After leaving school, she completed a Bachelor’s Degree in Biotechnology at the Vaal University of Technology through the National Research Foundation Bursary before being awarded the prestigious Nelson Mandela Scholarship to study a Master’s Degree in Biotechnology at Cambridge University. She then completed her PhD in Plant Sciences at Montana State University on a competitive Fulbright Scholarship.

Patricia, who moved to the UK in January 2022 and led the BSc (Hons) Agribusiness Management degree at Easton College in Norwich before joining the RAU, has vast experience in agricultural technology diffusion, and international undergraduate and post-graduate student supervision, and has also carried out research into agricultural proteomics.

She added: “At the awards ceremony it was so inspirational to be surrounded by so many women, from all over the world, all doing amazing things.
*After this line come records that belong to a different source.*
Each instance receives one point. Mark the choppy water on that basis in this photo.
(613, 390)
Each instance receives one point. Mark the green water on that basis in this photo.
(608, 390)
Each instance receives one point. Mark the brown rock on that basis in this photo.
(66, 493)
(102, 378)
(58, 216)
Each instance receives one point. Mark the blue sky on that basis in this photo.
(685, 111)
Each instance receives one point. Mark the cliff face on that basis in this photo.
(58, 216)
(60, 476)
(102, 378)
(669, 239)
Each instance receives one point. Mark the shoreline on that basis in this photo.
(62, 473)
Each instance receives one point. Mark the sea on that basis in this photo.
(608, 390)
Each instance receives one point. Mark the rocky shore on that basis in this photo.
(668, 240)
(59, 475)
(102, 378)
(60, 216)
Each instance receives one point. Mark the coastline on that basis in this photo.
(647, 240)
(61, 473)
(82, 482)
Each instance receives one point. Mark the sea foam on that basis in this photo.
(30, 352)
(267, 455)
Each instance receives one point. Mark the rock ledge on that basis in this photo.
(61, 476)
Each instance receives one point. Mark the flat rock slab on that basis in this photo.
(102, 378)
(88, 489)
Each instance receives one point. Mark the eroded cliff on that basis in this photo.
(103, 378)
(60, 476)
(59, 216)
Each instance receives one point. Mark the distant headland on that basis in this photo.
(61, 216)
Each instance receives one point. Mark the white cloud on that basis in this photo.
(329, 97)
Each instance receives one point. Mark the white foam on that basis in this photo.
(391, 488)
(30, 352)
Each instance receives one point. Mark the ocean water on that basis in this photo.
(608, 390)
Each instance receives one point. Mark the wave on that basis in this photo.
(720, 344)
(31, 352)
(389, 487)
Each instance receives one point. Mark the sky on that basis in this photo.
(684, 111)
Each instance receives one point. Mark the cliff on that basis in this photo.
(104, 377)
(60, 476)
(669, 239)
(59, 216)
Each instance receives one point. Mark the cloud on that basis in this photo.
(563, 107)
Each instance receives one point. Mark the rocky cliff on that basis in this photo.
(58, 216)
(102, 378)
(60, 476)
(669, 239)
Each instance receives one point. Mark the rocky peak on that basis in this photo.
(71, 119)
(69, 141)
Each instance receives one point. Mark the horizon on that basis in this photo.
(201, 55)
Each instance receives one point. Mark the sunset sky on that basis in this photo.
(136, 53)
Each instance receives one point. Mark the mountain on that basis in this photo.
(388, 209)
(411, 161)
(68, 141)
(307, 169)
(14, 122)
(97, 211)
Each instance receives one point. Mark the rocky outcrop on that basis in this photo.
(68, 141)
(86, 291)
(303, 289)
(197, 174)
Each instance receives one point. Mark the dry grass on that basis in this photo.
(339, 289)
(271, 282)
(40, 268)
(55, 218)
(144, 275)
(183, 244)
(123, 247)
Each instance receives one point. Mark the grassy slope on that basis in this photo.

I just hope that these awards will inspire others to keep pursuing their dreams, to fight the fight, and to get there. I think this is just the beginning of even greater things to come.”

Patricia also thanked the RAU for its support saying: “You need to be in the right environment for all these things to be manifested. For me, working at the RAU is a dream come true. The support I have had from the University has been unbelievable and I have been so proud to say I work here.”